Britain’s old colonies have always punched above their weight in motorcycle grand prix racing, largely because bikers in Australia, New Zealand, South Africa and elsewhere had nothing to read except Britain’s Isle of Man TT-obsessed biking weeklies. Thus most young racers in those parts of the world grew up dreaming of racing at the TT. And once they had made it to the island most of them went on to contest grands prix in Europe, where the rough and tumble of racing in rudimentary events back home made them fierce competitors.
“Our colonial upbringing had a lot to do with it,” says South African Paddy Driver, who finished third to Mike Hailwood and Giacomo Agostini in the 1965 500cc world championship. “We would make dirt tracks out on the veldt, then we’d get permission from the mayor to close the roads in a local town. They’d put up straw bales and design a circuit out of a few street intersections.
“We all came from the same breed; our grandparents were settlers. In the 19th century they were brought out and dumped in the middle of nowhere with a couple of bags of seed, so nothing was ever a problem for us. That’s the racetrack? Okay, we’ll race on it, no problem at all.
“Out here in the colonies you had to make do. If your Norton engine was so bad you couldn’t use it, you’d put a Triumph twin in there, or whatever, and go race that.

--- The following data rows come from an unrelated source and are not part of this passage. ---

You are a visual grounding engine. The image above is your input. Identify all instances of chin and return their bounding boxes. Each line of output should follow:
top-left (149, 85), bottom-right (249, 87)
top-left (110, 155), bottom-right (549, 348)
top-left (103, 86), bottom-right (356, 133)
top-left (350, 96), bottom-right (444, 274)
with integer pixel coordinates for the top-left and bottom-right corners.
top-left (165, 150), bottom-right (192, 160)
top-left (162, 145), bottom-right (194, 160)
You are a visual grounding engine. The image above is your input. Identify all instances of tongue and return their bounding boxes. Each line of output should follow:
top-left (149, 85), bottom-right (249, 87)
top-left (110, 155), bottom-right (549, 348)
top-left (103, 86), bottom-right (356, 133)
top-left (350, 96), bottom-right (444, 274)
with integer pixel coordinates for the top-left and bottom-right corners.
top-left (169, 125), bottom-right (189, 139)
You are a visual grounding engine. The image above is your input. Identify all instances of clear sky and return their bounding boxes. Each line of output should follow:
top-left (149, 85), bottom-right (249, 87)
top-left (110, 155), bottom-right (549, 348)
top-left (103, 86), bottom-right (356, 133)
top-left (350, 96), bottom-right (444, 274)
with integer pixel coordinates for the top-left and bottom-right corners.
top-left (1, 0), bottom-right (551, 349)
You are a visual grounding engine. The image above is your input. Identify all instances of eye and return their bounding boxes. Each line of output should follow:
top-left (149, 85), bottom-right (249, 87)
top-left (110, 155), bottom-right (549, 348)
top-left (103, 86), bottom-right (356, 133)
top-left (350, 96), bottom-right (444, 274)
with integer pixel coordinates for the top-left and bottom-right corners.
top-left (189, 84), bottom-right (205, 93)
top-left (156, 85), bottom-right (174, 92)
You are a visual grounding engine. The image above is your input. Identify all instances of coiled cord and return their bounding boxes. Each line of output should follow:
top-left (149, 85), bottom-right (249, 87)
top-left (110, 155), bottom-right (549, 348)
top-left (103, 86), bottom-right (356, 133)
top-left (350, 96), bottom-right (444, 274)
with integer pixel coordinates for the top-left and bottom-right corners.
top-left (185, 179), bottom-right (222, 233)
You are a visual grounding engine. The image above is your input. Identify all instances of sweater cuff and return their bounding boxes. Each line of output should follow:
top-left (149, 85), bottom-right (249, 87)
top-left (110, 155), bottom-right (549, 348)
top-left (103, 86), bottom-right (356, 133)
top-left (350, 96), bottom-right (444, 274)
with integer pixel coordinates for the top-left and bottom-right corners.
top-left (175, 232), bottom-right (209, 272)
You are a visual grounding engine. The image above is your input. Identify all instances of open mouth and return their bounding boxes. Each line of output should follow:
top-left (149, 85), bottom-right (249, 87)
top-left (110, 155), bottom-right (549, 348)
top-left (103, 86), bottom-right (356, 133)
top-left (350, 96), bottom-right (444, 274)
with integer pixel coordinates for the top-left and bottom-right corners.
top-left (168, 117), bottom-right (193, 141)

“If you broke down on the road it was the same. It’s 750 miles from Johannesburg to Salisbury[modern day Harare], and the road in those days wasn’t a road, it was just a twin track farm road, so it was a hell of a bloody journey. That helped us on the continent tremendously.”
Since the 1970s South African riders have won several world championships in the smaller classes, thanks in part to their gritty outback spirit. However, they had never even won a race in the premier MotoGP class, until rookie Brad Binder took victory in this year’s Czech Grand Prix at Brno.
Twenty-four-year-old Binder grew up thrashing dirt bikes around the veldt, just like Paddy Driver half a century before him. When he was 10 he started racing on asphalt and when he was 12 his parents brought him to Britain, where he had a few rides in the same series that kickstarted the careers of MotoGP winners Cal Crutchlow and Casey Stoner.
Binder made his grand prix debut in 2011, aged 16, in the junior 125cc and Moto3 classes, thanks to the bank of mum and dad, who had to find around £250,000 to fund his first season in Moto3.
The investment turned out to be sound. In 2016 Binder was signed by Austrian factory team KTM. In May of that year he won his first grand prix, at Jerez, from the back of the grid, the result of a technical infringement. Four months later he secured the Moto3 world title, then graduated to the intermediate Moto2 class, again with KTM. Last year he came within three points of winning that championship and signed with KTM’s Red Bull-backed MotoGP squad.
Binder had his first serious outing on a MotoGP bike, KTM’s 290bhp RC16, at Valencia last November.
“From lap one it was like another world,” he said at the time. “MotoGP bikes are insane: the amount of power, the wheelies. At the beginning I was almost worried – I was like, jeez! The more laps I do the more comfortable I feel, but I still don’t really understand what I’m doing.”
Binder worked hard over the winter and so did the KTM team. At the season-opening Spanish Grand Prix he finished his first MotoGP race in 13th, following an off-track excursion. Analysis of his lap times revealed that in fact this was a very impressive debut– after the mistake his pace was as fast as the race winner’s.
Three weeks later Binder swept into the lead at Brno and won the race by more than five seconds. His first premier-class victory was the earliest by a rookie since reigning MotoGP king Marc Márquez won the second race of his MotoGP career in 2013.
Binder has a great style on the bike – he likes to take the bull by the horns – and he is very good at working out how to ride around problems. This ability is an essential skill in motorcycle racing, where the perfect machine rarely exists.
“Your job as a rider is to go as fast as you can with what you’ve got under you”
“I believe your job as a rider is to go as fast as you can with what you’ve got underneath you at the time,” he says. “I believe in riding the bike and letting the engineers do their job – they can do what they do, and they can see what I need.”
Off the motorcycle Binder is relaxed and humble, with no airs and graces and a get-on-with-it attitude. After that debut win at Brno he struggled to take in the enormity of his achievement.
“I was quite shocked to be fifth-fastest in warm-up!” he said.“Honestly, I don’t think it’s ever going to sink in. The first time I won in Moto3 I was quite content with that; if that was the end of it then that would’ve been okay. If we look at where we are today it’s unbelievable.”
Binder’s next target is obvious – to become the first South African to achieve the MotoGP world title and thereby join the Formula 1 legend Jodie Scheckter in their country’s motor-sport pantheon.